Ebbene, in occasione della pandemia (e dei cortei organizzati in alcune città da esponenti di diversi movimenti no Vax), il 10 novembre scorso la ministra dell’interno Lamorgese ha emesso una direttiva che imprime a questo processo una accelerazione imponente. La direttiva, stando al titolo, si propone di disciplinare «lo svolgimento di manifestazioni di protesta contro le misure sanitarie in atto» ‒ e già così solleva non pochi dubbi, in particolare per la sua genericità – ma dalla lettura del testo emerge una finalità diversa e ben più ampia. Essa, infatti, attribuisce in via generale ai prefetti la facoltà di vietare lo svolgimento di riunioni e manifestazioni in «specifiche aree urbane sensibili, di particolare interesse per l’ordinato svolgimento della vita della comunità»: cioè, come risulta dal dibattito che l’ha accompagnata, nei centri storici cittadini interessati allo shopping in particolare in periodo prenatalizio. E a ciò si aggiungono due ulteriori circostanze. Anzitutto, non c’è, nella direttiva – come sarebbe doveroso se la sua finalità fosse di carattere “sanitario” – alcuna indicazione sulla necessità che i manifestanti indossino dispositivi di protezione o mantengano l’opportuno distanziamento (cautele ritenute, evidentemente e irresponsabilmente, inutili in periferia, come, del resto, è stato ed è in occasione di eventi e festeggiamenti sportivi…). Ma poi, come se non bastasse, nella parte finale della direttiva si precisa che essa può «trovare applicazione per manifestazioni pubbliche attinenti ad ogni altra tematica». Dunque, decodificando, la direttiva e i connessi divieti non c’entrano nulla con il contenimento della pandemia ma solo con il controllo del territorio e con la gestione dell’ordine pubblico. Con buona pace dell’articolo 17 della Costituzione.

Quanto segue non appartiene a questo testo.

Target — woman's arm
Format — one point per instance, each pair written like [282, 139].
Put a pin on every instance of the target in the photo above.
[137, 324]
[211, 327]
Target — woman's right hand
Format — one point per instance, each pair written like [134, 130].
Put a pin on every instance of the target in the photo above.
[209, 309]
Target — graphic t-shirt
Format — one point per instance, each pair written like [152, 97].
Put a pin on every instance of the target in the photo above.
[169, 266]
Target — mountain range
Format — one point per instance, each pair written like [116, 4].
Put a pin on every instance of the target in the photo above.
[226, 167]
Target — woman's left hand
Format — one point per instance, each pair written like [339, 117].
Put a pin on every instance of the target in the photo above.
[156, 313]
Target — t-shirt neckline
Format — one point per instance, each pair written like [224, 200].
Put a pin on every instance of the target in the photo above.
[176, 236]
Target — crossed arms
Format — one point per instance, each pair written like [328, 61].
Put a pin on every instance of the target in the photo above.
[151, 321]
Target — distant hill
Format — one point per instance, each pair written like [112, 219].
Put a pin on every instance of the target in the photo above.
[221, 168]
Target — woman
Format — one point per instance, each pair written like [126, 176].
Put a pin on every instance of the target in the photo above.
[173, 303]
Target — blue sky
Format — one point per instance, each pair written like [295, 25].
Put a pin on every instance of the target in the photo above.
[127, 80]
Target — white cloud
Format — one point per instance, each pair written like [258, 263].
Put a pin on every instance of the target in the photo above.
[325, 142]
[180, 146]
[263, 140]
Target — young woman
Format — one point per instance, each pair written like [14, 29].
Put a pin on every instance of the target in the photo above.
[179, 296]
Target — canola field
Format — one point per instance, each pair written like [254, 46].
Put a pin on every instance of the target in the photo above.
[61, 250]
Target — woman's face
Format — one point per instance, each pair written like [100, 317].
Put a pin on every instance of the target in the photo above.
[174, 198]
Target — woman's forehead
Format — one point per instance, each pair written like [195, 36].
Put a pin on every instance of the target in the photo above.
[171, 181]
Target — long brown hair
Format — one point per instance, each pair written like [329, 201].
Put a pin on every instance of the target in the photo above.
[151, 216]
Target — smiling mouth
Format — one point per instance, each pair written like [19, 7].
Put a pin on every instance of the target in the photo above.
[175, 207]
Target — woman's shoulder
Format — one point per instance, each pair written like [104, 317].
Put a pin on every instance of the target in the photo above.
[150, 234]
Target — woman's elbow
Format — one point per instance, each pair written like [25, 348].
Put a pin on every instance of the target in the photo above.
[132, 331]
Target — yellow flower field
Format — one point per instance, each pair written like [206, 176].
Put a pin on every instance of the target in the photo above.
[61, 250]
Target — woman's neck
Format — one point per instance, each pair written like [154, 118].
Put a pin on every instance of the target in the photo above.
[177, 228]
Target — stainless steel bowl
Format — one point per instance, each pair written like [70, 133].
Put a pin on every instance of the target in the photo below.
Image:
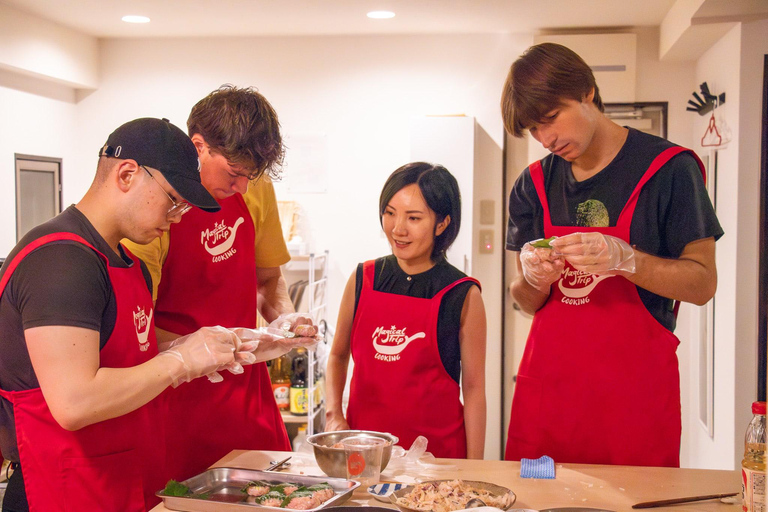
[332, 461]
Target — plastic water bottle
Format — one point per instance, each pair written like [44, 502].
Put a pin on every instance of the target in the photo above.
[753, 465]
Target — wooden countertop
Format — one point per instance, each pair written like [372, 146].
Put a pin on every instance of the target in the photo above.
[575, 485]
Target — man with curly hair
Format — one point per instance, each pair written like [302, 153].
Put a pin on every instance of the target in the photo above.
[220, 269]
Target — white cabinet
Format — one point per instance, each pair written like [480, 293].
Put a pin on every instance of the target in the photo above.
[450, 142]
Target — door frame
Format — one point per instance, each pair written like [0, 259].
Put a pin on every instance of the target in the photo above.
[17, 157]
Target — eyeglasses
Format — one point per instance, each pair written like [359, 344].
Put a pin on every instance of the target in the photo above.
[178, 209]
[252, 176]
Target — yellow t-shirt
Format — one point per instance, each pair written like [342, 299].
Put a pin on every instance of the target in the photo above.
[270, 245]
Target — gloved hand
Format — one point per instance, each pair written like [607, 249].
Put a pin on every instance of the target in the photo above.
[541, 266]
[202, 353]
[265, 344]
[596, 253]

Ci avevano provato in molti – come si è visto – a limitare il diritto a manifestare. Finora con risultati significativi ma limitati. Oggi, grazie alla pandemia, è saltato un tabù e, per di più, senza proteste di sorta.  Superfluo dire che così la democrazia cessa di essere la casa di tutti e assume connotazioni autoritarie e verticistiche che ne sono, in realtà, la negazione.